Symmetries, Conservation Laws, Invariant Solutions and Difference Schemes of the One-dimensional Green-Naghdi Equations

• Published in: Journal of nonlinear mathematical physics Vol. 28; no. 1; pp. 90 - 107
• Main Authors: Dorodnitsyn, V. A., Kaptsov, E. I., Meleshko, S. V.
• Format: Journal Article
• Language: English
• Published: Dordrecht Springer Netherlands 01.03.2021; Springer Nature B.V
• Subjects: Classification; Conservation laws; Fluid flow; Lagrange coordinates; Lie groups; Research Article; Topography; Traveling waves; Lie group; conservation laws; group classification; invariant solutions; invariant difference schemes
• ISSN: 1402-9251; 1776-0852; 1776-0852
• DOI: 10.2991/jnmp.k.200922.007

The paper is devoted to the Lie group properties of the one-dimensional Green-Naghdi equations describing the behavior of fluid flow over uneven bottom topography.

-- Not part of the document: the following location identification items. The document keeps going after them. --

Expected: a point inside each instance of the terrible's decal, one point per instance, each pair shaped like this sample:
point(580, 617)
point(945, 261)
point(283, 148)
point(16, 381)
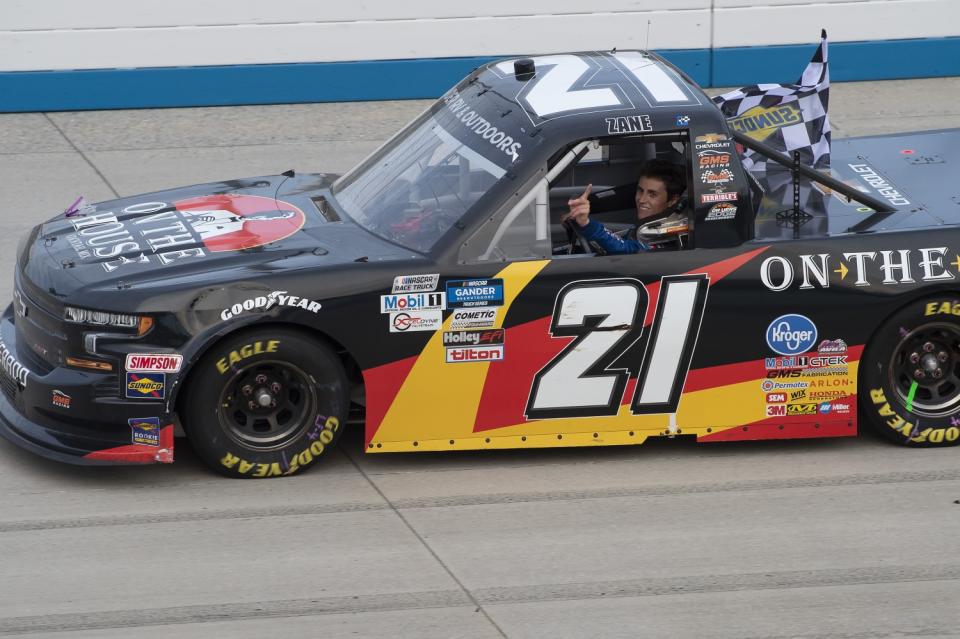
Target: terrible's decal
point(159, 233)
point(865, 268)
point(320, 435)
point(263, 303)
point(246, 351)
point(466, 293)
point(146, 385)
point(145, 430)
point(153, 363)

The bottom topography is incorporated into the Green-Naghdi equations in two ways: in the classical Green-Naghdi form and in the approximated form of the same order. The study is performed in Lagrangian coordinates which allows one to find Lagrangians for the analyzed equations. Complete group classification of both cases of the Green-Naghdi equations with respect to the bottom topography is presented. Applying Noether’s theorem, the obtained Lagrangians and the group classification, conservation laws of the one-dimensional Green-Naghdi equations with uneven bottom topography are obtained. Difference schemes which preserve the symmetries of the original equations and the conservation laws are constructed. Analysis of the developed schemes is given. The schemes are tested numerically on the example of an exact traveling-wave solution.